Old school bank robberies, where the bad guys slip the teller a note, show a gun and run out with a bag full of money are, for the most part, history. Stealing cash money from ATM machines isn’t exactly news, but continuing improvements to how it’s being done is newsworthy. Not only is cash being stolen from ATMs, but credit and debit card data is being heisted too. Like most cybercrime, hackers improve their methods over time. Now, ATM hacks called “jackpotting” or “cashing out” are becoming commonplace. Much to the chagrin of the banking industry, stopping these attacks is currently a problem without a solution. And that problem is getting worse.
Hackers are now able to infect ATMs remotely, and you can’t chase a bank robber you don’t even know is there. Low-level members of these hacking groups, called “mules” are given a numerical code for the targeted ATM. That code gets the ATM cash flowing…and another successful jackpot is collected.
The newest bank robbers are also gaining remote access to banks and their networks, allowing them to enter the ATM infrastructure at large. From there, data from credit and banking cards used at an ATM is collected. This data is sold on the dark web where others are waiting to create counterfeit payment cards and make fraudulent financial transactions on victim accounts. Since no cash is stolen directly from an ATM, it makes these crimes difficult to find. Until the crime is eventually discovered, hackers have plenty of time to continue stealing credit and debit card data from unsuspecting victims and their banks.

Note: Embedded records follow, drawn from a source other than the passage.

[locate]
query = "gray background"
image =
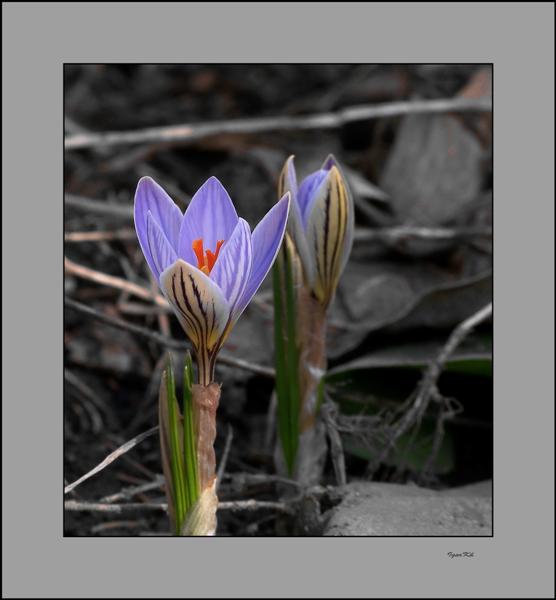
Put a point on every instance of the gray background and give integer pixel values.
(37, 39)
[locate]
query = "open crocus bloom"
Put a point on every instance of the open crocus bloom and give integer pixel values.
(321, 224)
(208, 263)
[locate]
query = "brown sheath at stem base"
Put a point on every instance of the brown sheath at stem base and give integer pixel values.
(312, 357)
(201, 519)
(311, 327)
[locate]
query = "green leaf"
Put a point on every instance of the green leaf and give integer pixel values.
(286, 357)
(191, 474)
(172, 434)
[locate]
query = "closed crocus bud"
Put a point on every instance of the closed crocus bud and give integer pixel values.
(320, 223)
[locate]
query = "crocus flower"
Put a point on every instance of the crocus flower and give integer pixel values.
(321, 224)
(207, 262)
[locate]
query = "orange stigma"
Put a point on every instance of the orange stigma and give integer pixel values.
(205, 258)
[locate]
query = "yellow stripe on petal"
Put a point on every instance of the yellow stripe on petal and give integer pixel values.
(327, 227)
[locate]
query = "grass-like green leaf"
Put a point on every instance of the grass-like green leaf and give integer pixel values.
(286, 357)
(191, 475)
(175, 435)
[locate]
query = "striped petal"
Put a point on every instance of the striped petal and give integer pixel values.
(199, 305)
(267, 239)
(210, 216)
(327, 228)
(348, 243)
(150, 197)
(309, 191)
(161, 251)
(233, 266)
(288, 183)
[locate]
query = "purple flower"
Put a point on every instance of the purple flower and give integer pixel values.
(320, 224)
(208, 263)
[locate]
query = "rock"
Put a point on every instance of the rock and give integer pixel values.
(384, 509)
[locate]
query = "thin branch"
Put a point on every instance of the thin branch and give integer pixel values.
(163, 340)
(224, 460)
(118, 283)
(111, 458)
(75, 505)
(100, 236)
(129, 492)
(191, 132)
(390, 235)
(427, 386)
(99, 206)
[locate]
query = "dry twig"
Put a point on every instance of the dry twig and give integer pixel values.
(165, 341)
(427, 389)
(112, 457)
(191, 132)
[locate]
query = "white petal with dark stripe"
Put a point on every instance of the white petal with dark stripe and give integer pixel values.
(198, 303)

Remote technology is improving and it’s believed that in-person ATM crimes are not slowing down, but in fact may be growing. That improved remote technology may be to blame. A look at how ATMs have been compromised in the past shows just how far these attacks have come today.
ATM Theft: It’s Raining Cash!
Skimmers: These devices are covertly attached to the card reader on point-of-sale (POS) devices. As cards are inserted for purchases, the skimmers can read and store data from the card’s magnetic strips. That data, including PIN numbers, can also be routed to a waiting hacker via Bluetooth.
Ram raids: The ATM is continually hit by a vehicle and tools like hammers are used until the ATM is opened and the cash is exposed.
Explosives: When all else fails, go to plan Z. That is, fill the ATM chamber with explosive gas, apply a flame, run fast, and return to collect the raining cash.
For those of us who just want to pay for an item or make an ATM cash withdrawal without involving criminals, pay close attention to a few things. When inserting a bank card into a POS, check closely for a loose piece of plastic or something unusual where you insert your card. Chances are, it could be a card skimmer. Also keep tabs on your financial accounts for unusual transactions, including ATMs. It could be the start of financial fraud using your account for funding.
Remember that the faster you report potential fraud to your financial institution, the better, and less expensive for all. There are safeguards in place that limit your losses if reported quickly. So, be sure to check all transactions often.